ECLI:NL:TGZRZWO:2014:36 Regionaal Tuchtcollege voor de Gezondheidszorg Zwolle 062/2013

ECLI: ECLI:NL:TGZRZWO:2014:36
Datum uitspraak: 28-03-2014
Datum publicatie: 28-03-2014
Zaaknummer(s): 062/2013
Onderwerp: Geen of onvoldoende zorg
Beslissingen: Gegrond, berisping
Inhoudsindicatie: Klacht tegen een gz-psycholoog / psychotherapeut. Kern van de klachtonderdelen is dat verweerder zijn professionele grenzen heeft overschreden en niet heeft gehandeld zoals van een redelijk handelend en redelijk bekwaam psychotherapeut mag worden verwacht. Verweerder heeft onder meer geen intakeverslag gemaakt met een probleemanalyse, hij heeft een te summier behandelplan opgesteld en is, zonder nadere motivatie, afgeweken van de GGZ richtlijn. Het college berispt verweerder.

REGIONAAL TUCHTCOLLEGE TE ZWOLLE

Beslissing d.d. 28 maart 2014 naar aanleiding van de op 12 februari 2013 bij het Regionaal Tuchtcollege te Zwolle ingekomen klacht van

A, wonende te B,

k l a g e r

-tegen-

C, gezondheidszorgpsycholoog, tevens psychotherapeut, werkzaam te D,

bijgestaan door mr. R.J. Peet, verbonden aan VvAA rechtsbijstand te Utrecht,

v e r w e e r d e r

1. HET VERLOOP VAN DE PROCEDURE

Het college heeft kennisgenomen van:

– het klaagschrift met de bijlagen;

– het aanvullende klaagschrift;

– het verweerschrift;

– de repliek;

– de dupliek;

– aanvullende stukken van klager;

– uitspraak van de klachtencommissie van de NVVP;

– het patiëntendossier;

– een akte van verweerder;

– verslaglegging van de behandeling waaromtrent de voorzitter op verzoek van

verweerder (gedeeltelijk) toepassing heeft gegeven aan artikel 67, derde lid, van de

Wet BIG;

– transcriptie van een gesprek op 25 januari 2013.

Partijen hebben afgezien van de hun geboden mogelijkheid om te worden gehoord in het kader van het vooronderzoek.
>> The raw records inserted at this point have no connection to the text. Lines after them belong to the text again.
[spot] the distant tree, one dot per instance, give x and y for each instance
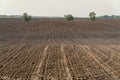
(69, 17)
(92, 16)
(26, 17)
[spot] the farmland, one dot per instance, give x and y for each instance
(55, 49)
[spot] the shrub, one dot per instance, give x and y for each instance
(26, 17)
(69, 17)
(92, 16)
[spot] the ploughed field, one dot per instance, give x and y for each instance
(55, 49)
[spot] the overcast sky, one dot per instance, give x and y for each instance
(79, 8)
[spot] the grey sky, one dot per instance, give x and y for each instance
(60, 7)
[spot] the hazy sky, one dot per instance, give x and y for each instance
(60, 7)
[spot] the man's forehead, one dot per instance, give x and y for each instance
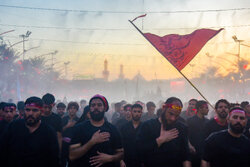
(175, 112)
(96, 101)
(238, 113)
(222, 104)
(176, 103)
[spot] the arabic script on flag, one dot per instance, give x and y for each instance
(179, 50)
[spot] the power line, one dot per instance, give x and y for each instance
(103, 43)
(120, 12)
(79, 42)
(66, 28)
(113, 29)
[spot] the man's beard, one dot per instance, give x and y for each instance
(236, 128)
(223, 114)
(97, 115)
(29, 121)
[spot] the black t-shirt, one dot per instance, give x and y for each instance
(3, 125)
(128, 133)
(54, 121)
(83, 132)
(223, 150)
(20, 148)
(120, 123)
(196, 132)
(169, 154)
(65, 120)
(212, 126)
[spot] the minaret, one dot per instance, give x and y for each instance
(121, 75)
(105, 72)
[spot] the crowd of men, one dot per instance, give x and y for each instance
(40, 132)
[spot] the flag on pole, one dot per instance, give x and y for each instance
(139, 17)
(179, 50)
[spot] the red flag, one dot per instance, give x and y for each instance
(179, 50)
(139, 17)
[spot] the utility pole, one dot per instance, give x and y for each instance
(66, 68)
(52, 58)
(239, 43)
(25, 36)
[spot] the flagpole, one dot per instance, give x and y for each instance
(174, 66)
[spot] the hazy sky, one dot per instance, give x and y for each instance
(88, 32)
De zaak is behandeld ter openbare zitting van 21 februari 2014, alwaar zijn verschenen klager, bijgestaan door zijn broer E, en verweerder, bijgestaan door zijn gemachtigde.

2. DE FEITEN

Op grond van de stukken en het verhandelde ter zitting dient, voor zover van belang voor de beoordeling van de klacht, van het volgende te worden uitgegaan.

De klacht betreft de moeder van klager, mevrouw F, geboren op 21 oktober 1928, hierna te noemen patiënte. Klager klaagt met instemming van patiënte.
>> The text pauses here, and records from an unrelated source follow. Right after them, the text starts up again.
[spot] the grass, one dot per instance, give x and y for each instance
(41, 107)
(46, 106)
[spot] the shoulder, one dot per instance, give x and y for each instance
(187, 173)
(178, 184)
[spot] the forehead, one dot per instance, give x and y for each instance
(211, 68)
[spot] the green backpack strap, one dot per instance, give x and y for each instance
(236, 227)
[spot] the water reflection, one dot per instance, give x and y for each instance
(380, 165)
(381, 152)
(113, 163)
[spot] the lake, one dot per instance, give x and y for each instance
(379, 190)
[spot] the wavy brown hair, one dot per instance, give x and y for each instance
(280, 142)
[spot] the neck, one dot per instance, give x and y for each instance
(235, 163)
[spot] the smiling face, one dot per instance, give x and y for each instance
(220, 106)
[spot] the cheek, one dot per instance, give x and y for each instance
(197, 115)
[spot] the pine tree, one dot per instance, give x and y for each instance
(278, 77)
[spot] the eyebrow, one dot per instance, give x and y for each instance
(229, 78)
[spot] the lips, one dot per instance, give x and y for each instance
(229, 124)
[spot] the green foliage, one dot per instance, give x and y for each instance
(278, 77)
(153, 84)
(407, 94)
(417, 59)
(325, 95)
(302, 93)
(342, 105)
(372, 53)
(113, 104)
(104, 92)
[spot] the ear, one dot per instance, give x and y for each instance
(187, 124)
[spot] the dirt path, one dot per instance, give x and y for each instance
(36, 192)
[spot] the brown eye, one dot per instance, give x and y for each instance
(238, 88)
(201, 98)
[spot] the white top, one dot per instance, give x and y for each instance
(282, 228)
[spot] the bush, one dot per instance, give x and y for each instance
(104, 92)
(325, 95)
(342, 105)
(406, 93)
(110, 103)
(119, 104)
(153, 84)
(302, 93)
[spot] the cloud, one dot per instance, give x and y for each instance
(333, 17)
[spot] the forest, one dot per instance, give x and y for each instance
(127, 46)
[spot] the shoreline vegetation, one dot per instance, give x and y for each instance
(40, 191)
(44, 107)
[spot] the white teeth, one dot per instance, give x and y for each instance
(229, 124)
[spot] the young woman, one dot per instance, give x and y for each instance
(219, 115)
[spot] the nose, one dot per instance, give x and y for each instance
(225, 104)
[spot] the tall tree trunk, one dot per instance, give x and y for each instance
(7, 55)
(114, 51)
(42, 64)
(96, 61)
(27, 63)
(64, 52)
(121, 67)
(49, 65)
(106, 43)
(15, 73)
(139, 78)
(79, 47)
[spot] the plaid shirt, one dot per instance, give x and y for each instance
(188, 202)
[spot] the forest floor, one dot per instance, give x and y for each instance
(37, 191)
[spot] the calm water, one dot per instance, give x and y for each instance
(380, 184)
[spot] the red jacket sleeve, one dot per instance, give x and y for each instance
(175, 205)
Patiënte kampte sinds anderhalf jaar met klachten van misselijkheid en nervositeit. Klager had met instemming van patiënte contact gezocht met verweerder. Patiënte werd op 9 juli 2012 door de huisarts verwezen naar verweerder voor een psychotherapeutische behandeling.
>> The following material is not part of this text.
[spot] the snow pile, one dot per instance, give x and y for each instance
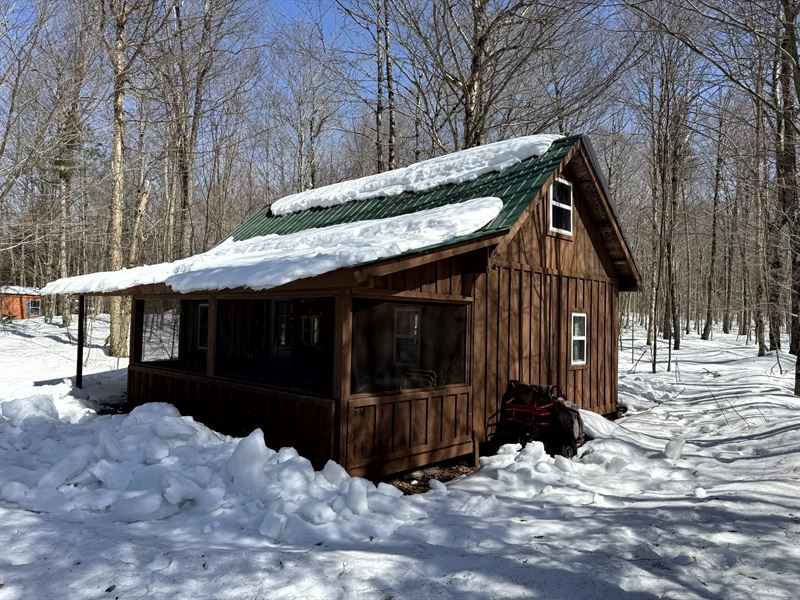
(46, 403)
(153, 464)
(428, 174)
(269, 261)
Klager maakte voor patiënte een afspraak voor een intakegesprek op 11 juli 2012. Voorafgaand aan het intakegesprek heeft klager een e-mail aan verweerder verzonden, waarin hij een beschrijving gaf van de situatie waarin patiënte verkeerde en wat naar zijn mening het doel van de therapie zou moeten zijn.

Bij het intakegesprek op 11 juli 2012 was klager aanwezig. Verweerder heeft naar aanleiding van het intakegesprek aantekeningen gemaakt en een behandelplan opgesteld. In het behandelplan, dat patiënte heeft ondertekend, beschreef verweerder de volgende diagnose: “300.81 somatisatie stoornis, trekken van ontwijkende pers.stoornis.”.

Het doel van de behandeling omschreef verweerder als volgt: “rustiger worden en van de misselijkheid afkomen.” Verweerder vermeldde voorts in het behandelplan dat hij cliëntgerichte psychotherapie als behandelvorm hanteerde, en dat de behandelfrequentie in eerste instantie wekelijks zou zijn. Voorts bevatte het behandelplan – kennelijk als standaardoverweging – de volgende passage: “De multidisciplinaire GGZ-richtlijn is geraadpleegd. Het strikt volgen van de richtlijn kan, in het licht van de problemen van cliënt, een te mager behandelaanbod zijn. Het risico, dat de cliënt na beëindiging van de behandeling terug zou vallen, kan te groot zijn. De onderliggende problematiek zou niet of niet voldoende aan bod komen.”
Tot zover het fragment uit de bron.